It is no secret that current events have ignited some serious talks about sexual harassment and assault. I have decided that it’s finally time for me to weigh in on this topic.
The cosplay community has been dealing with this subject for a long time and you’ve probably heard the phrase “cosplay is NOT consent”. Yes, I realize that many female characters are dressed sexily…or sometimes not dressed in much at all. Cosplay is about representing a character that you admire in some way. I have a tend to cosplay female characters who are bold and exhibit strength. I don’t see myself as a strong person. I struggle daily with panic attacks and agoraphobia. For me, cosplay is an outlet. Somehow, when I put on a costume, I take on a bit of the character. When I’m cosplaying a character that I see as being strong, I end up feeling a little stronger, myself. My anxiety improves, because for the moment, I’m not Allison. There is also a sense of pride that comes with cosplaying. When I put a costume together, I see something that I know I can be proud of. I may not be the best cosplayer or have the experience of others, but my sewing and crafting skills are servable, and even the costumes I’ve been least happy with have turned out well overall.

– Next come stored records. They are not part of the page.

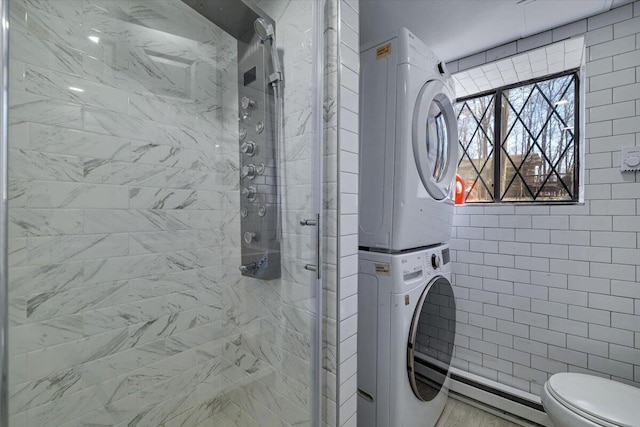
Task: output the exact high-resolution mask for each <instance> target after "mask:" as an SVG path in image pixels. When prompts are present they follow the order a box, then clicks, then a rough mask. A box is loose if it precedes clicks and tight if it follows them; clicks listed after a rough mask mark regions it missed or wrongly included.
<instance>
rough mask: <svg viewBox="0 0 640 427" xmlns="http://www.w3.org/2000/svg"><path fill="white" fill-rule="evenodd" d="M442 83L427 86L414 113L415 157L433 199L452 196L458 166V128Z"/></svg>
mask: <svg viewBox="0 0 640 427" xmlns="http://www.w3.org/2000/svg"><path fill="white" fill-rule="evenodd" d="M445 91H446V88H445V86H444V84H443V83H442V82H441V81H440V80H431V81H428V82H427V83H425V85H424V86H423V87H422V89H421V90H420V94H419V95H418V99H417V101H416V106H415V109H414V112H413V129H412V139H413V155H414V157H415V160H416V166H417V168H418V173H419V175H420V179H421V180H422V184H423V185H424V187H425V188H426V189H427V191H428V192H429V194H430V195H431V197H433V198H434V199H436V200H442V199H444V198H446V197H448V196H450V194H451V184H452V183H453V177H454V175H455V173H456V167H457V165H458V125H457V122H456V117H455V113H454V111H453V105H451V100H450V99H449V97H448V96H447V95H446V94H445Z"/></svg>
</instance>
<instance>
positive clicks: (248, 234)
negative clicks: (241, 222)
mask: <svg viewBox="0 0 640 427" xmlns="http://www.w3.org/2000/svg"><path fill="white" fill-rule="evenodd" d="M243 238H244V241H245V242H246V243H252V242H255V241H256V233H253V232H251V231H245V233H244V235H243Z"/></svg>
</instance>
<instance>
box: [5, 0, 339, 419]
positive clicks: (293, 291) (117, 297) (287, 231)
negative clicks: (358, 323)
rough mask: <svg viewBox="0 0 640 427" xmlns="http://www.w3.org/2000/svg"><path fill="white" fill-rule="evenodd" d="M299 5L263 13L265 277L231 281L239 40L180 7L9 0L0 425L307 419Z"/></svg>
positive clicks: (302, 80) (333, 218)
mask: <svg viewBox="0 0 640 427" xmlns="http://www.w3.org/2000/svg"><path fill="white" fill-rule="evenodd" d="M311 6H312V2H311V1H298V0H295V1H290V2H289V1H283V2H264V4H262V5H261V7H262V8H263V9H264V10H265V11H266V12H267V13H269V14H270V15H271V16H273V17H276V18H277V23H276V26H277V31H278V42H279V43H280V44H279V46H278V47H279V48H280V49H282V50H283V51H284V52H285V55H284V72H285V79H286V82H287V86H286V87H287V91H286V95H285V121H286V124H285V135H286V138H287V144H286V149H285V151H284V153H283V160H284V162H285V165H286V168H287V169H286V170H287V172H288V174H287V175H286V176H285V182H284V183H283V185H284V186H285V187H286V189H287V192H286V194H285V195H284V197H283V199H284V204H285V208H284V209H285V211H286V212H285V215H284V224H283V238H282V266H283V268H282V279H279V280H273V281H269V282H265V281H259V280H255V279H250V278H244V277H242V276H241V275H240V274H239V272H238V265H239V263H240V251H239V240H240V224H239V197H240V194H239V184H238V181H239V171H238V167H239V154H238V108H237V103H238V99H237V59H236V40H235V39H233V38H232V37H231V36H229V35H228V34H226V33H224V32H223V31H222V30H220V29H218V28H216V27H215V26H214V25H213V24H211V23H210V22H209V21H207V20H206V19H205V18H203V17H202V16H200V15H199V14H198V13H197V12H195V11H194V10H192V9H191V8H189V7H188V6H187V5H185V4H183V3H181V2H172V1H146V0H127V1H112V0H64V1H63V0H59V1H58V0H56V1H46V2H37V1H36V2H34V1H28V0H24V1H23V0H16V1H12V2H11V5H10V9H11V37H10V42H11V61H12V62H11V67H12V75H11V82H10V90H11V94H10V102H11V106H10V108H11V109H10V112H9V119H10V142H9V145H10V165H11V166H10V170H9V177H10V184H9V186H10V190H9V197H10V211H11V218H10V243H9V245H10V257H9V261H10V273H9V274H10V278H9V279H10V284H9V286H10V291H9V293H10V316H11V326H10V332H9V336H10V343H9V348H10V353H11V359H10V362H9V363H10V366H11V373H10V392H11V395H10V409H11V411H10V412H11V425H12V426H36V425H46V426H61V427H62V426H77V425H85V424H91V425H96V424H100V425H118V426H123V425H130V426H132V425H140V426H143V425H149V426H159V425H162V426H167V427H168V426H196V425H216V426H232V425H239V426H258V425H294V424H295V425H299V424H304V423H308V422H309V421H310V414H311V402H310V399H309V397H310V388H311V387H310V380H311V360H312V357H311V352H310V350H311V347H310V346H311V344H310V343H311V313H310V309H311V307H313V304H312V300H311V298H310V289H309V284H310V283H311V282H310V277H311V274H310V273H309V272H307V271H306V270H304V269H303V265H304V263H305V262H310V260H311V259H312V255H311V254H312V253H313V249H312V246H313V244H312V243H311V242H312V241H313V239H312V237H311V232H309V233H305V234H301V232H300V226H299V219H300V217H301V215H307V214H309V213H310V212H309V211H308V208H309V206H308V205H309V183H310V182H311V180H310V174H309V171H310V170H311V168H310V165H311V157H312V155H313V153H314V152H313V144H312V138H314V135H313V129H312V126H309V125H308V120H309V118H310V117H311V114H312V113H311V98H312V97H311V96H310V94H311V93H312V87H311V84H312V82H311V79H310V76H311V75H312V69H313V67H312V61H311V59H312V52H313V50H312V43H311V41H312V38H311V35H312V26H313V21H312V19H311V18H312V15H311V10H312V8H311ZM92 29H95V30H97V31H95V32H94V30H92ZM88 36H91V37H94V39H91V37H89V38H88ZM96 40H98V41H99V43H98V42H96ZM334 154H335V153H334ZM327 157H330V154H329V153H327ZM334 159H335V155H334ZM328 163H330V162H328ZM334 171H335V167H334ZM334 175H335V174H334ZM334 182H335V180H334ZM327 186H328V187H330V185H327ZM334 188H335V185H334ZM334 200H335V197H334ZM326 218H327V228H328V229H333V230H335V229H336V227H337V222H338V217H337V215H335V212H334V213H333V215H331V212H327V215H326ZM305 231H306V230H305ZM348 245H349V243H348V242H345V247H348ZM301 257H304V258H305V259H304V260H303V259H300V258H301ZM306 258H309V260H307V259H306ZM331 271H332V270H331V269H330V268H329V269H328V279H327V281H328V282H331V280H332V279H331V277H333V278H334V279H333V282H334V283H335V275H336V272H335V262H334V269H333V274H332V272H331ZM334 292H335V290H334ZM346 305H347V306H348V303H346ZM333 309H334V310H335V304H334V307H333ZM334 324H335V317H334ZM345 328H347V329H346V330H348V325H346V324H345ZM335 333H336V331H335V327H334V331H333V335H334V336H335ZM325 363H326V365H330V364H331V363H333V365H334V366H335V352H334V354H333V357H331V354H329V353H327V354H326V359H325ZM334 384H335V382H334ZM327 387H329V386H327ZM334 388H335V387H334ZM334 394H335V391H334Z"/></svg>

However, my costumes are not for you. Sure, I hope that other people can get some enjoyment from them. I love seeing children’s faces light up when they see me in costume. I love having photos taken with people who are fans of the characters I cosplay. But ultimately, I do this because it’s something that I love to do. It is a wonderful creative outlet and if it helps with the anxiety, all the better. I can only assume that other cosplayers feel the same way. No one should ever have their feelings of pride and excitement stifled by crude come-ons and unwanted advancements. I don’t care what he or she is wearing. Simply put, it is NEVER acceptable.
Yesterday I heard a conversation where a gentleman spoke to an older woman, and her response to him was, “What, hon?” He replied with, “Excuse me while I update my Facebook status. Me too, guys. Me, too.” I cannot even type this a day later without feeling physically ill and getting emotional about it. In that moment, I felt like the floor fell out from beneath me. It was clear that this man had never experienced any kind of real harassment. I thought, “This is exactly why we don’t say anything when it happens, or share our stories later. You all seem to think that our pain and embarrassment is a joke or some sort of cry for attention.”
Just the night before, I had been sharing with a friend my own stories of harassment and assault. Let’s reexamine that sentence. I said STORIES. This is not a one-time deal. This happens FAR too frequently. While telling my stories, I realized that I had always made excuses for these men. Sometimes it was that I had just started at a job and was afraid of losing it or making people angry, or I had somehow convinced myself that it was my own fault. Sometimes I knew it was someone I’d be seeing relatively regularly and I would have felt badly for making things uncomfortable FOR THEM. What is wrong with this picture? Are women (and some men) really raised to be this non-confrontational that we shove down our own feelings just so that we don’t stir the pot? Are we wrong for wanting our bodies to be our own, to share with only those whom we choose?
What I’m realizing from all of the #MeToo posts is that harassment and assault are silent epidemics that go past the Cosplay world. It goes way past office buildings or the food service industry. It goes past models and actresses. These posts are coming from women of every color, social status, size, and religion. And yes, while not as frequent, they’re coming from men, too. Why do people feel that this kind of behavior is acceptable? Last week I wrote about how we need to love each other, and part of loving others is respecting them. Speak out. Tell your story. Respect: Join the movement.